Seventeen…I thought, and confirmed my decision to go and find her. Mortals seem to age very fast these days. I had been thinking of her as a child but now she must have a mind of her own, and a body too. Her father was born with the silver spoon and could afford to believe the best of human nature. Her mother, who died at Tris five years ago, was a schemer convinced of humanity’s worst. How had these traits mixed in Cyan? How had she turned out?

Frost said, ‘She’s probably just enjoying herself and she’ll come back when she’s ready. Don’t you remember what it was like to be seventeen?’

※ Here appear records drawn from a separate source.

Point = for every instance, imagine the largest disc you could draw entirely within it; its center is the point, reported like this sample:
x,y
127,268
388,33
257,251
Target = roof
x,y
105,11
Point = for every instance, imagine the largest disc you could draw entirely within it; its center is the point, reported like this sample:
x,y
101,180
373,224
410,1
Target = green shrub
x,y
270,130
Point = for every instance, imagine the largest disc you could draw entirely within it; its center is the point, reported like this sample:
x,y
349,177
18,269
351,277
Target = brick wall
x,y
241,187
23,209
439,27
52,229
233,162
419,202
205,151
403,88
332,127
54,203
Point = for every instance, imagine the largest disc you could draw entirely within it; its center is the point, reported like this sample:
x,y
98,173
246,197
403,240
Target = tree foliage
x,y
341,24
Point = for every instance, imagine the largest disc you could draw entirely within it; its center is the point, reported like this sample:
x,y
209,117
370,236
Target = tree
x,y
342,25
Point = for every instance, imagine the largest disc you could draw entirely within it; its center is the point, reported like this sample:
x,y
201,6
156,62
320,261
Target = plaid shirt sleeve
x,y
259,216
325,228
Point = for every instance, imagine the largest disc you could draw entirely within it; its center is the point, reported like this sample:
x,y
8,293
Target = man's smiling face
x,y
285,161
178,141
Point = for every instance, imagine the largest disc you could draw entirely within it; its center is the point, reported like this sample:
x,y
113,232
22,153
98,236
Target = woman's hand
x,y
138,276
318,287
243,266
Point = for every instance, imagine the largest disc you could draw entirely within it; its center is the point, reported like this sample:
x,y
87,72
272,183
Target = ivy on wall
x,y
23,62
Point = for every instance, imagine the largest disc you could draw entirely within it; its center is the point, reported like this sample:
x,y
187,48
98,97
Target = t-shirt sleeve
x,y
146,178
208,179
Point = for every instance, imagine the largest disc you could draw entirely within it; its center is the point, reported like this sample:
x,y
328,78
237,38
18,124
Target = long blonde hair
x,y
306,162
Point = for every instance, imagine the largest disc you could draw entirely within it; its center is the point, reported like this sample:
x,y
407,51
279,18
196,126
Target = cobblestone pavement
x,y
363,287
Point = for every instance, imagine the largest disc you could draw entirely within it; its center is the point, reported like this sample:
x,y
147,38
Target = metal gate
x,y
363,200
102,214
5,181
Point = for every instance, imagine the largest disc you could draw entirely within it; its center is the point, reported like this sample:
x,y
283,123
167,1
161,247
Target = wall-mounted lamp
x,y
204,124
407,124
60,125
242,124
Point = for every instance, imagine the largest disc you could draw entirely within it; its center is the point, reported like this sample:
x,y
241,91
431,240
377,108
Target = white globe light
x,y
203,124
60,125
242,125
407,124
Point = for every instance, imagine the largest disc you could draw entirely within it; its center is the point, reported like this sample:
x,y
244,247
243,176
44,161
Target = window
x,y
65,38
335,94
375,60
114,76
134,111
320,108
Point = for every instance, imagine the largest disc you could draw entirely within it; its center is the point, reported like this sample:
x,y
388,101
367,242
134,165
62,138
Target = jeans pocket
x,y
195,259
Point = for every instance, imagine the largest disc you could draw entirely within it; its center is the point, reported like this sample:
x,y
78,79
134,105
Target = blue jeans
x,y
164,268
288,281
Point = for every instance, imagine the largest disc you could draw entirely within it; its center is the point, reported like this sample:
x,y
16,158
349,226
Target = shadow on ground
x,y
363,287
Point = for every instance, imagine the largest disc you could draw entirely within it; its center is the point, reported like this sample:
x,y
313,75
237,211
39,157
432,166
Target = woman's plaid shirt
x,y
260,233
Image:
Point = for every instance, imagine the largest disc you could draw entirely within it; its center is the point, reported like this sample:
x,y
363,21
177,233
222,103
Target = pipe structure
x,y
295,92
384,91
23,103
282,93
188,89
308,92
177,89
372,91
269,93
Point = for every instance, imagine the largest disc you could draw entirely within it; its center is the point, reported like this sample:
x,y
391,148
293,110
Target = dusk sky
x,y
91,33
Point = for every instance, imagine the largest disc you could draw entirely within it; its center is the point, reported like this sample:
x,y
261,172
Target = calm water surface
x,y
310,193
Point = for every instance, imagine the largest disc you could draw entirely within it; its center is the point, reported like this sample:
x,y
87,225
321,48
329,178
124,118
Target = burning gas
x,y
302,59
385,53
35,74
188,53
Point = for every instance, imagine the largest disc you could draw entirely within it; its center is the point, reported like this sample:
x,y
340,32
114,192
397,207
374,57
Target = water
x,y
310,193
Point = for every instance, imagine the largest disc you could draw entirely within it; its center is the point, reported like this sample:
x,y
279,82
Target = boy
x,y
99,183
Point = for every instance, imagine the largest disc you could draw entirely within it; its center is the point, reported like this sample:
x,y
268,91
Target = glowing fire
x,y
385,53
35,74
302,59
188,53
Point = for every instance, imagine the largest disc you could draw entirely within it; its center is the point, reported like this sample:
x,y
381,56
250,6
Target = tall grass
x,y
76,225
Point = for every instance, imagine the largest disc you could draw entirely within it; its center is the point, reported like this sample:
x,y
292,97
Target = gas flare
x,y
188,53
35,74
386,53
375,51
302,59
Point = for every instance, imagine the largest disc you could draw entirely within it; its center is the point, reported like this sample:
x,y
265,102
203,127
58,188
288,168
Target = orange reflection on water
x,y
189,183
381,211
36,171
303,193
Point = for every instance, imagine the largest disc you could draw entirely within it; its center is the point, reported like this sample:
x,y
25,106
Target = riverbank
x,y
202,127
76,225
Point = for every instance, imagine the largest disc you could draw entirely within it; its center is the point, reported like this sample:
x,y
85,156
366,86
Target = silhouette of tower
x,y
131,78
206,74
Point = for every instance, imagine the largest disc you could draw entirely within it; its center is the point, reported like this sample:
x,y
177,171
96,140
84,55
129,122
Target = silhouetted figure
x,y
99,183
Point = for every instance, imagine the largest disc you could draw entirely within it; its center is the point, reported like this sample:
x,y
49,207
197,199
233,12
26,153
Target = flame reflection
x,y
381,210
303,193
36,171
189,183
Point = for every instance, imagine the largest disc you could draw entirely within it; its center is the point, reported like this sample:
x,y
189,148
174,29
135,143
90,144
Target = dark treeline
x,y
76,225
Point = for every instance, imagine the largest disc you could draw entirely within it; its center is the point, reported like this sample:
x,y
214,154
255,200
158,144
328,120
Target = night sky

‘Yes. Why do you think I’m worried? I did a lot of stupid things when I was that age…There was that incident with my father’s chariot and the lake…Anyway, we had a sense of propriety and Cyan, I fear, has none. It is strange. Why should she run away? She can’t be angry with me or I would definitely know about it, otherwise she would have wasted the effort. Either she has been untruthful for some time or this was a temporary aberration. I imagine her coming to her senses again and realising she’s lost.’

‘She’s smart enough to get herself found,’ I said. ‘She hasn’t exactly led a sheltered existence.’

Lightning twiddled his glass and gazed at the stationary surface of the wine inside it. ‘She has not visited the city before…Meanwhile I’m supposed to be drilling these archers who seem to think they’re here for a stroll by the water stair.’

I thought Lightning was wrong. He had always said Cyan could do what she wanted, but now she chose to exercise that freedom he was up in arms. If she had only just discovered freedom, of course she’d want to know how much she could use it without losing it. She would just drink too much and spew in the street at three in the morning. She’d have gut-rot and a hangover, recover and feel ashamed. Then she would find the sheets rough in the coach house and bedbugs too; cold water in the pitcher and no soap in the bowl. I said, ‘Lightning, she’ll come home wiser in the ways of the world, with her tail between her legs, and vow not to leave the palace for a long time.’

Lightning passed a hand over his forehead. ‘Oh god. You don’t understand. Cyan has the blood of a thousand-year-old dynasty. She is the new heir of the house of Micawater…Why does nobody have the slightest inkling what that means to me?’